Sunday, September 19, 2004

bath-matic 3000

(this entry isn't going to get posted til late, because our internet is down. again.)

so i'm not doing all that fabulously with my ambitious lists of tasks posted yesterday, but it's ok. i did manage to clean the bathroom, which is the worst job ever. i was almost going to say that someday, when i am earning some money, i will hire someone else to do it for me, but then i realized that it sounds so mean. it strikes me as sad that i could possibly make someone else clean my bathroom just based on economic disparity. so maybe i will continue to do it myself.

really, by the time i'm actually earning any sort of real money [probably around year 3623], there will probably be self-cleaning bathrooms, where you just put everything away in a watertight cabinet, press a button (remote control available!), and wait for a special shower of magical eco-friendly bleach/cleaning solution to fill the entire chamber, soak for a few minutes, and drain out through a solar-powered pump. then the water would be recycled, so no waste there, either. very jetson-esque.

on an unrelated note, we went out to dinner at sage in chapel hill, and it was really nice. we had wine, assorted vegetarian fare, and some tiramisu, which was very custardy and flavorful. it rated fairly high on our tiramisu-meter, i would say. both of us like ordering tiramisu at restaurants because it can be so different depending on who's making it, and it's fun to try (and evaluate) all the variations.

overall, i think we both appreciated our 'date' even more because we have been strictly (sort of) budgeting so that we only eat out once a week. we didn't even really go anywhere last week, either, due to the campout craziness, so this was the first time in at least 2 weeks. for us, that is a major feat. perhaps i won't have to resort to participation in risky drug studies in order to maintain an acceptable lifestyle after all.

after dinner, we saw maria full of grace. both of us really liked it (a rarity these days, it seems). maria is a 17-year old colombian girl who takes a job as a mula (drug transporter), so the movie raised a lot of ethical questions, such as: was it 'wrong' for maria to have done what she did? my take on things: if i were in maria's place, i don't think i would have had the balls to do what she did, but i don't think questions of 'right and wrong' or lawfulness would have been what stopped me.

i often wonder about drug laws, anyway. part of me thinks, "if cigarettes and alcohol are legal, why not heroin? if people want to fuck themselves up, so be it."
but then i also realize that heroin (or many of the other illegal drugs) not only wastes people but also propels users into an inevitable plunge towards poverty (because that shit is expensive, and it's hard to work when you're always high). this poverty combined with the desperation that goes with addiction and the behavioral inhibition that goes along with taking these substances is very dangerous, and not just to those who are taking the drugs. so drug laws protect others, too. but they also allow people who manage to break the laws (dealers, importers, etc) to get way richer than they would be if they weren't illegal. i think.

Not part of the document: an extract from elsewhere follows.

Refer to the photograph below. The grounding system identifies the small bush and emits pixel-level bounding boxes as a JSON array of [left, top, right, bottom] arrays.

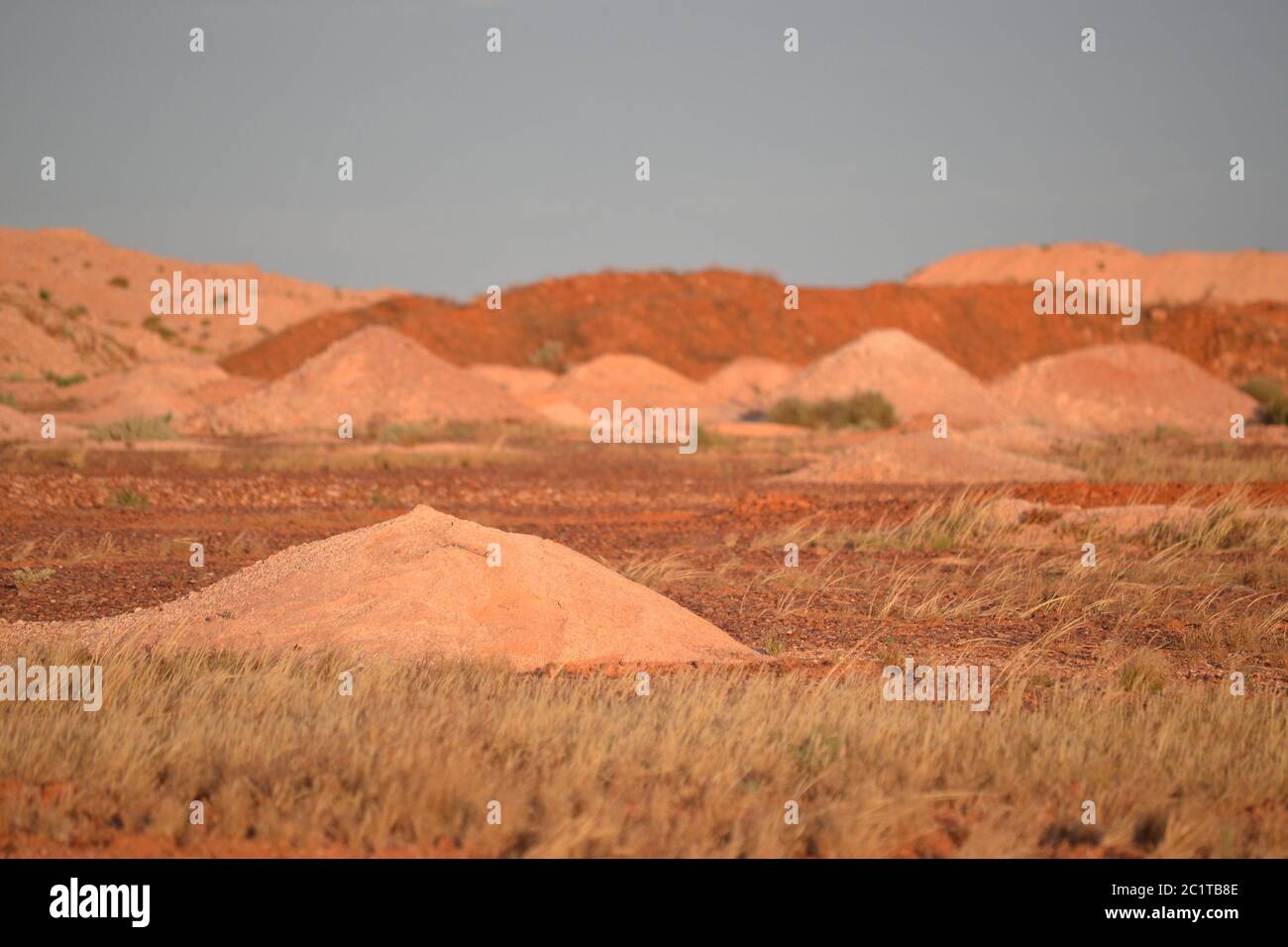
[[46, 371, 85, 388], [13, 569, 54, 590], [767, 391, 897, 430], [89, 415, 176, 441], [1243, 377, 1288, 424], [143, 316, 175, 342], [376, 423, 435, 447], [528, 339, 568, 374], [111, 487, 149, 510]]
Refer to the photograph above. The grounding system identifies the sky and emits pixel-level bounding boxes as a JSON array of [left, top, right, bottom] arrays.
[[0, 0, 1288, 297]]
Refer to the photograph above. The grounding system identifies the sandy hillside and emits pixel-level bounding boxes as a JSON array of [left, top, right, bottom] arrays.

i suppose the whole 'protection of others' argument could apply to alcohol, too. drunk child-abusers, people who steal so that they can buy little mini-sized bottles of whiskey - we all hear about these things. i guess the difference with alcohol is that it is possible to enjoy alcohol without entering a downward spiral. some might argue that the same could be said for cocaine (how many functional people 'recreationally' use that stuff? i don't know), or even heroin.

anyway, i don't want to give anything away (and i don't think i have), but i recommend the film, as it was (obviously) thought-provoking as well as well-acted and enjoyable. four thumbs up (the sarah + josh seal of approval).

1 comments:

the savvy blackbird said...Best Blogger Tips[Reply to comment]Best Blogger Templates

Racism and taxes are why drugs aren't over the counter legal. The food and drug act combined with some drug tax acts at the beginning of the 1900s required companies to list the ingredients in their "patent medicines"--most had morphine, heroin, or another opiate and were taken for everything from toothaches to rheumatism to cough syrup.

Fear--especially in Southern states--that dock workers and other hard laborers were taking these drugs to help them work longer and would make them violent. The sad but typical reason of "oh, no, they'll rape all the white women!" It wasn't true, but when has the press or society relied on facts. --remember even alcohol was illegal for a while.

I think a lot of scheduled drugs need to stay scheduled, but I do get frustrated because as a pain patient, I hate the stigma of taking these drugs. -I wanted to be a doctor, but I got really sick in high school then college and didn't have the stamina. Being a professional patient was not the alternative I was seeking.